The plane. The crashed plane. Fitzgerald's route would have taken him right past it. Of all the factors he had so painfully run through, De Pierman had never thought that the crashed plane might have offered salvation to the Capricorn survivors. Perhaps the transmitter had been left there?

Next, De Pierman made a rough calculation of the distance from Capricorn to the aircraft; it was about three hundred miles. That was well beyond Dr Gresham's estimate of what a survivor could achieve on foot … so how had Fitzgerald done it?

Like the rest of the world, De Pierman would have to wait for the answers.

109

Julian Fitzgerald refused all interviews to the local press at Ushuaia, knowing he would get far more attention from the international press in London.

He transferred to the first available 747 flight out of Buenos Aires, and, by the time the Aerolinas Argentinas jumbo put the wheels down at Heathrow, the airport press room was packed with news crews and reporters. CNN, Reuters, Associated Press and the BBC had all devoted crews to cover Fitzgerald's miraculous reappearance from the dead, and they'd been joined by a host of local and other news agencies.

As the frail, frost-ravaged figure of Fitzgerald was escorted into the room, there was a collective gasp from the reporters. Could this really be the renowned explorer? He looked like he'd aged a lifetime in the last six months. Cameras flashed as he held the side of the table for support.

Alexander De Pierman was also present at the conference, as was Irene Evans. They sat uneasily behind the press-briefing table and waited while Fitzgerald lowered himself painfully onto a seat.

Quickly, the volume of the shouts rose. For a while it seemed the press mêlée was going to turn into a fistfight as reporters jostled elbow to elbow in front of the explorer. Fitzgerald tried to talk but no words could be heard. Gradually, the row began to diminish.

Someone handed Fitzgerald a plastic bottle of water.

When the explorer finally managed to moisten his lips enough to speak, his words were not much more than a whisper. The press pack fell absolutely quiet as dozens of microphones were thrust towards him.

‘Mr Fitzgerald,' one of the more strident reporters managed to ask, ‘what happened at Capricorn base?'

‘The fire?' Fitzgerald said. ‘It was an electrical fault, something wrong with the wiring in the base. There was a strong wind, the flames took hold faster than we could fight them … Then the diesel tank exploded and destroyed everything.'

‘How many people survived the fire?'

Fitzgerald took another swig of the water.

‘One died immediately, my team mate Carl Norland.
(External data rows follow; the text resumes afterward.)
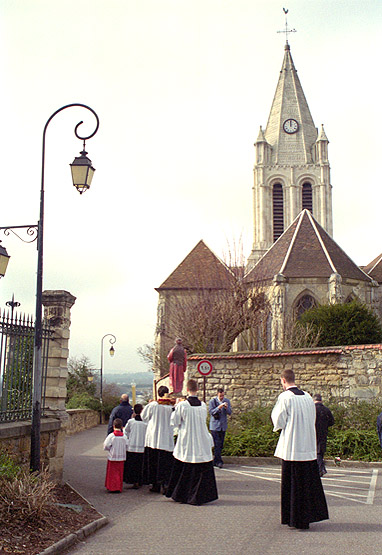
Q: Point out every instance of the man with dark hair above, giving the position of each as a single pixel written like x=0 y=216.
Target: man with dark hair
x=324 y=419
x=219 y=407
x=123 y=411
x=178 y=363
x=159 y=441
x=302 y=496
x=192 y=478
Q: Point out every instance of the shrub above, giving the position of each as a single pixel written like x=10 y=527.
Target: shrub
x=27 y=497
x=343 y=324
x=83 y=401
x=8 y=468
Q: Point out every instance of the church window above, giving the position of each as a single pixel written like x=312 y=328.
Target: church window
x=278 y=211
x=303 y=304
x=307 y=199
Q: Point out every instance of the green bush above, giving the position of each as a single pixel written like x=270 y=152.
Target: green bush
x=343 y=324
x=353 y=436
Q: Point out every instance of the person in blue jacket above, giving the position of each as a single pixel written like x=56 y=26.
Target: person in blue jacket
x=219 y=407
x=123 y=411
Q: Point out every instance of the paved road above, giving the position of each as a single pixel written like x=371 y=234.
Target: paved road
x=245 y=519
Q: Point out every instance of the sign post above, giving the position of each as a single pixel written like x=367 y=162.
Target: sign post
x=204 y=368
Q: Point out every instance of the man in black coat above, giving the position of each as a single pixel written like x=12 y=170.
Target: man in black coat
x=123 y=411
x=324 y=419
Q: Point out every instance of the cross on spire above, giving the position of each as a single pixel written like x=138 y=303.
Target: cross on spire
x=287 y=30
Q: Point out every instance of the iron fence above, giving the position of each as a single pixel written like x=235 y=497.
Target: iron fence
x=16 y=366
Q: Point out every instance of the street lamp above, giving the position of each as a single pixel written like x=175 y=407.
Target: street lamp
x=112 y=340
x=82 y=173
x=4 y=259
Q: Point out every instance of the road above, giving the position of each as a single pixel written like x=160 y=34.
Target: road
x=245 y=519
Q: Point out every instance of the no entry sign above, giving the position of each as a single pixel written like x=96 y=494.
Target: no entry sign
x=204 y=367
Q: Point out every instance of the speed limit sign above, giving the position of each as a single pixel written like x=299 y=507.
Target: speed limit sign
x=204 y=367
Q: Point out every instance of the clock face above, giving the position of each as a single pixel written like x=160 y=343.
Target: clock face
x=290 y=126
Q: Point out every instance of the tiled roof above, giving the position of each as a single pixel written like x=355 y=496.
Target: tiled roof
x=305 y=250
x=374 y=269
x=200 y=268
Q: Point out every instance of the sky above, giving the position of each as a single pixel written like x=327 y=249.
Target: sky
x=181 y=89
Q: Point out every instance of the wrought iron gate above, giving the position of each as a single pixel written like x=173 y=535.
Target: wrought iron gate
x=16 y=366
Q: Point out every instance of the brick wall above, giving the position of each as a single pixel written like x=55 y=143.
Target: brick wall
x=251 y=378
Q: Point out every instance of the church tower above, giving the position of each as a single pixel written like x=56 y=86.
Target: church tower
x=291 y=171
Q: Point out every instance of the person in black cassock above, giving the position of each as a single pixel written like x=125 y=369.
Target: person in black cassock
x=302 y=496
x=324 y=419
x=192 y=478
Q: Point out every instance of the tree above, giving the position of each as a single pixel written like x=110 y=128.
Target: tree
x=343 y=324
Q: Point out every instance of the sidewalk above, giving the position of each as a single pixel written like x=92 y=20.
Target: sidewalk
x=244 y=520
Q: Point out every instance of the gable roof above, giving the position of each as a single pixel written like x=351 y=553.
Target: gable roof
x=200 y=269
x=305 y=250
x=374 y=269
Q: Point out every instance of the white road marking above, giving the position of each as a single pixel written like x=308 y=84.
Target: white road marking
x=340 y=480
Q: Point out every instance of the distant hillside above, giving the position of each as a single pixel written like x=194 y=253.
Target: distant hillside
x=141 y=379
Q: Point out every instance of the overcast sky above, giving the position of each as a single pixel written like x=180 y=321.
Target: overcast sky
x=181 y=88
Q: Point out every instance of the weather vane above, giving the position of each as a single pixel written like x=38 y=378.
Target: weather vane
x=287 y=30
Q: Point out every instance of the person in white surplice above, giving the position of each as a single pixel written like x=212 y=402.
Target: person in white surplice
x=302 y=496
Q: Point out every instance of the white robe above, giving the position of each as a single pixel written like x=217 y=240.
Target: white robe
x=194 y=443
x=116 y=447
x=160 y=432
x=135 y=432
x=295 y=416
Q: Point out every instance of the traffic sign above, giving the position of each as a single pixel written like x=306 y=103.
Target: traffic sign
x=204 y=367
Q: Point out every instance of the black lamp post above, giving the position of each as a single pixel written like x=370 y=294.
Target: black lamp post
x=4 y=259
x=82 y=174
x=112 y=340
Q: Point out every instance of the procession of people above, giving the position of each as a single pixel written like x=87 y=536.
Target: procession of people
x=168 y=446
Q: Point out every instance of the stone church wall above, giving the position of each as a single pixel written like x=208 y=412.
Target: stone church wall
x=251 y=378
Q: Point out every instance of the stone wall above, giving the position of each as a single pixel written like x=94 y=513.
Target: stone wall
x=251 y=378
x=81 y=419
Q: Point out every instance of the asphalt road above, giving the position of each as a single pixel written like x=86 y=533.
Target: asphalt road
x=244 y=520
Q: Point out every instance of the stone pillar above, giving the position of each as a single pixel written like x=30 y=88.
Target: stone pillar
x=57 y=305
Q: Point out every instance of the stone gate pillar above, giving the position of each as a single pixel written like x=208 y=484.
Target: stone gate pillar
x=57 y=305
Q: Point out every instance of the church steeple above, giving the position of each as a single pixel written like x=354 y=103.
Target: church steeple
x=291 y=171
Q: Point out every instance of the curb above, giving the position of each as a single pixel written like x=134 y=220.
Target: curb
x=79 y=535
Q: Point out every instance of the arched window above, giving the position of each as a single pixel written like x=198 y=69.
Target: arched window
x=304 y=303
x=278 y=211
x=307 y=197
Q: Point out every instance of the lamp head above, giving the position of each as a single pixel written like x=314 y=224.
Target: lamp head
x=82 y=172
x=4 y=259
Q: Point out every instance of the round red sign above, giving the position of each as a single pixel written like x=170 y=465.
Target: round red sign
x=204 y=367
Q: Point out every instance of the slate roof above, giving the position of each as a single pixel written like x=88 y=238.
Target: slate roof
x=374 y=269
x=305 y=250
x=290 y=102
x=200 y=268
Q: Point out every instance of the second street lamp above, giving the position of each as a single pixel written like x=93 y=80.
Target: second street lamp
x=82 y=173
x=112 y=340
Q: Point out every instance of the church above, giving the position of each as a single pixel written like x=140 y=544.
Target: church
x=294 y=257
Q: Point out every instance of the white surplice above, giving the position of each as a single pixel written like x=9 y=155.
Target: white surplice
x=194 y=443
x=295 y=416
x=160 y=432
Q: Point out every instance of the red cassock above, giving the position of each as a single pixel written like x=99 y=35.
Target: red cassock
x=114 y=475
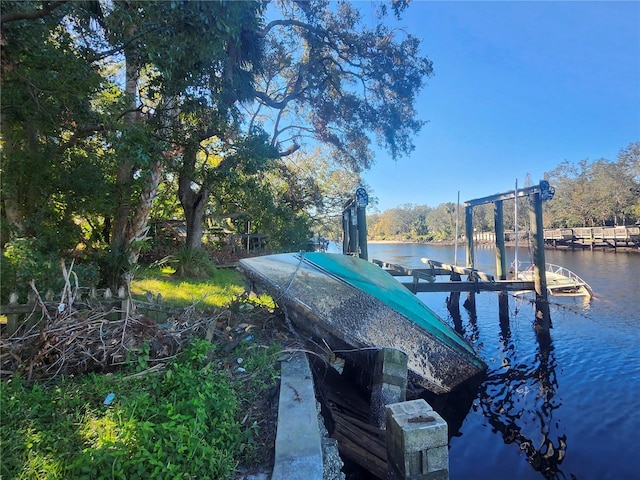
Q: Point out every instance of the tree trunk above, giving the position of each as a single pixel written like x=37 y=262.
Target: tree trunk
x=124 y=175
x=139 y=224
x=193 y=203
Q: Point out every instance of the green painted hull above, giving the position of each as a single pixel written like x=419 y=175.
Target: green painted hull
x=353 y=304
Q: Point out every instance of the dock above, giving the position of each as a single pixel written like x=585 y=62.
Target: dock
x=424 y=279
x=593 y=237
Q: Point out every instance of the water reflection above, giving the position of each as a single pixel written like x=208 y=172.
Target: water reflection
x=518 y=400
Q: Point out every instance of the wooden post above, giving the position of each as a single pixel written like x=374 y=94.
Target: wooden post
x=470 y=303
x=542 y=322
x=345 y=231
x=501 y=264
x=353 y=231
x=12 y=318
x=362 y=232
x=453 y=304
x=362 y=200
x=468 y=216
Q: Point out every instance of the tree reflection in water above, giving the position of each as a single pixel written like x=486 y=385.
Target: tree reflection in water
x=517 y=399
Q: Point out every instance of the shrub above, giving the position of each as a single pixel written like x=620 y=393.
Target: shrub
x=182 y=424
x=26 y=259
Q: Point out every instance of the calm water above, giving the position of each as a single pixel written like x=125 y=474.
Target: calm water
x=567 y=410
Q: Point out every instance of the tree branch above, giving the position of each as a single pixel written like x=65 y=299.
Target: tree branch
x=47 y=8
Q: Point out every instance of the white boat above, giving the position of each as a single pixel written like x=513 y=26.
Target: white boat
x=351 y=304
x=560 y=281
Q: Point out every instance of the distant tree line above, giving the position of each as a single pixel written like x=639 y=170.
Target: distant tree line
x=587 y=193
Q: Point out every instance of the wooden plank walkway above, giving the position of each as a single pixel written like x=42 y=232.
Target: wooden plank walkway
x=594 y=236
x=476 y=281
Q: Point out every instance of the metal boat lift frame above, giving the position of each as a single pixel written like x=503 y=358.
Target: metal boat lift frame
x=536 y=194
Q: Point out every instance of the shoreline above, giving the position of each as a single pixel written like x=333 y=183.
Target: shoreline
x=605 y=248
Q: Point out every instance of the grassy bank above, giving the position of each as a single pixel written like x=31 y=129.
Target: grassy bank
x=201 y=413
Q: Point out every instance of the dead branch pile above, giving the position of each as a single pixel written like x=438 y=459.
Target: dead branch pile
x=75 y=342
x=62 y=340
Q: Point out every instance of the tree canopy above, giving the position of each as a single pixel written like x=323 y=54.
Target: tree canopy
x=107 y=105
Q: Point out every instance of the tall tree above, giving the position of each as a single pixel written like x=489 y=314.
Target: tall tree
x=330 y=78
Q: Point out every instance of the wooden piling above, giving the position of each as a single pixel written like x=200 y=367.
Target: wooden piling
x=501 y=264
x=542 y=322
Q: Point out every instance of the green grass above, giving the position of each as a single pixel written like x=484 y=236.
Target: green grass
x=217 y=291
x=183 y=423
x=189 y=421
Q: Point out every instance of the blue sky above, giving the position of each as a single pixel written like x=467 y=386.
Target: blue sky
x=518 y=88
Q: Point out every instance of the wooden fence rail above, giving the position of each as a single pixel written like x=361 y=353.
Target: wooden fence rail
x=117 y=307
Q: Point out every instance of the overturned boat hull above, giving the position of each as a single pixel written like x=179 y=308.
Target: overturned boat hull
x=352 y=304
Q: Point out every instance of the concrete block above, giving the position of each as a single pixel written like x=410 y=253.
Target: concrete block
x=389 y=383
x=298 y=452
x=417 y=441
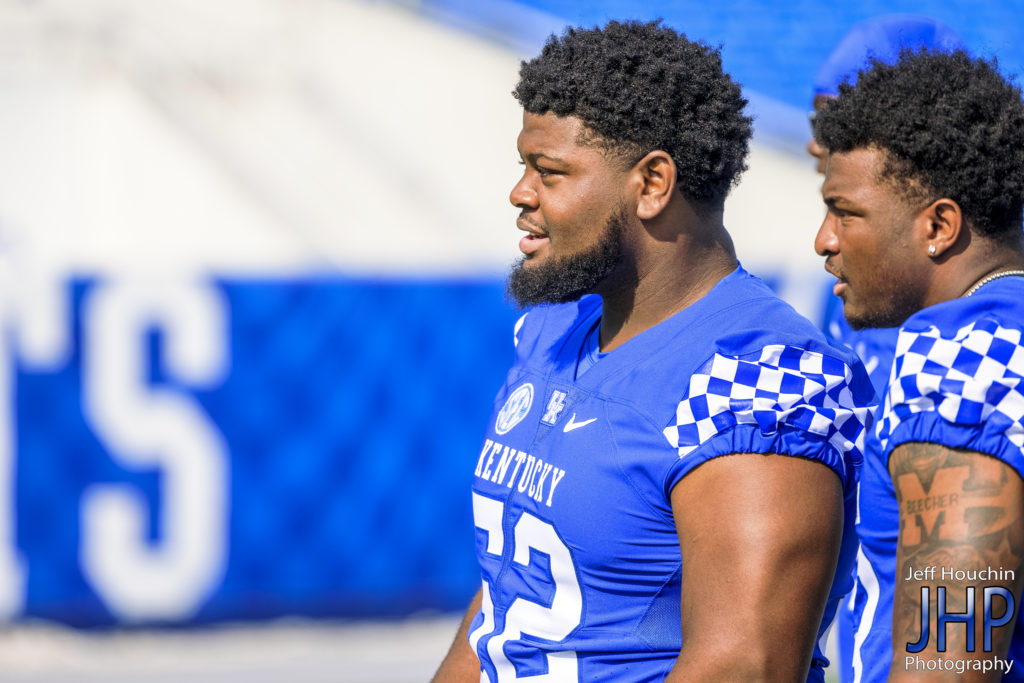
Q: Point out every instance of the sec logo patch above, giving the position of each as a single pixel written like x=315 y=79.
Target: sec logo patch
x=515 y=409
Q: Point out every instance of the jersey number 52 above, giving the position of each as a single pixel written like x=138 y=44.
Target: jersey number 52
x=525 y=617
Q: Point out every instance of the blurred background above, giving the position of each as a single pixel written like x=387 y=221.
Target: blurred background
x=251 y=283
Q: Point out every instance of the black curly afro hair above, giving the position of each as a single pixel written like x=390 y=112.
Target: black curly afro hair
x=642 y=87
x=949 y=126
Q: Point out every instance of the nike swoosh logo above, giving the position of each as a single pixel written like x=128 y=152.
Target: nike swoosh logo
x=570 y=425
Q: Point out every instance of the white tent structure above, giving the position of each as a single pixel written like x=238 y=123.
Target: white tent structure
x=283 y=136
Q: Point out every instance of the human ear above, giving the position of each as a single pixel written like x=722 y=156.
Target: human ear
x=656 y=173
x=943 y=222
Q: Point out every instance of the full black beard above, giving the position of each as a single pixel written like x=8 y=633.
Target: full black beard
x=568 y=278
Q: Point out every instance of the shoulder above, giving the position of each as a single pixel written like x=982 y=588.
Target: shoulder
x=773 y=384
x=956 y=376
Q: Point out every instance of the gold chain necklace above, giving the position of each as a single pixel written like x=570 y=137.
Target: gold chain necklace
x=995 y=275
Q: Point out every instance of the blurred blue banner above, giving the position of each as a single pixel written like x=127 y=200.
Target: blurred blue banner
x=246 y=450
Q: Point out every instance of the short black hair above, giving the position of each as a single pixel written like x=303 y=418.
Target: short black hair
x=642 y=87
x=949 y=125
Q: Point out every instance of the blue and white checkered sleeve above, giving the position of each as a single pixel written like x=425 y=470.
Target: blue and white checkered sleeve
x=781 y=399
x=964 y=391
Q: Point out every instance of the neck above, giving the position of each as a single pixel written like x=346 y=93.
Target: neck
x=666 y=273
x=990 y=258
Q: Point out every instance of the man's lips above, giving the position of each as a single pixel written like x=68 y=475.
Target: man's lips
x=534 y=241
x=841 y=283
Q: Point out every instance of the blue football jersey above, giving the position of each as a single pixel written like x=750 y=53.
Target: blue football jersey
x=574 y=530
x=954 y=381
x=875 y=347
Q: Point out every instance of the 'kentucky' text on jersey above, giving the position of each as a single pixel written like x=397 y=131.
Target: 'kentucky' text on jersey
x=574 y=529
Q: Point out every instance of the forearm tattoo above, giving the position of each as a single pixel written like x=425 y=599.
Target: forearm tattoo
x=962 y=525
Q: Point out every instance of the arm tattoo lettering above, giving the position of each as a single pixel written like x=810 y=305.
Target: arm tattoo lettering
x=960 y=510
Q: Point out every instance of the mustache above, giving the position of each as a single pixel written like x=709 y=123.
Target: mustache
x=833 y=270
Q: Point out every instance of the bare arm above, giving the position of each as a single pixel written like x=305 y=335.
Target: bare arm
x=958 y=511
x=760 y=538
x=461 y=664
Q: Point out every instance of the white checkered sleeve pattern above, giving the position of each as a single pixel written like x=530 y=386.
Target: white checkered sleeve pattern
x=779 y=385
x=974 y=378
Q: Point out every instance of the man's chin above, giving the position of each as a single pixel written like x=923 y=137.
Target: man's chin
x=858 y=318
x=532 y=283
Others were burned and died later.'

‘What happened after the fire?'

‘We had no food and no transport. We realised there would be no rescue, and we knew we could never make it to the nearest base. So we headed for the plane which crashed on the Blackmore Glacier … we knew there was an emergency transmitter there…'

He stopped as he was hit by a violent coughing fit. The surrounding reporters let him recover before firing the next question at him.

‘How did you survive?'

Fitzgerald looked into space for a long moment before replying; when he turned his attention back to the reporter, his stare was terrible, the blood-red eyes mesmerising as they fixed on the questioner.

‘There were depots with food and equipment,' the explorer said. ‘Two of them, one hundred miles apart, heading towards the crashed plane. Dr Burgess had put them in place when she came to rescue me at the beginning of the winter, and they were still there.'

Sitting next to the explorer, De Pierman cursed himself quietly as he heard this news. So
that
was the missing factor that they hadn't built into the equation. Lauren had put down depots which could keep the team alive. Now it was all beginning to make a type of sense.

‘How did your companions die?' the reporter asked.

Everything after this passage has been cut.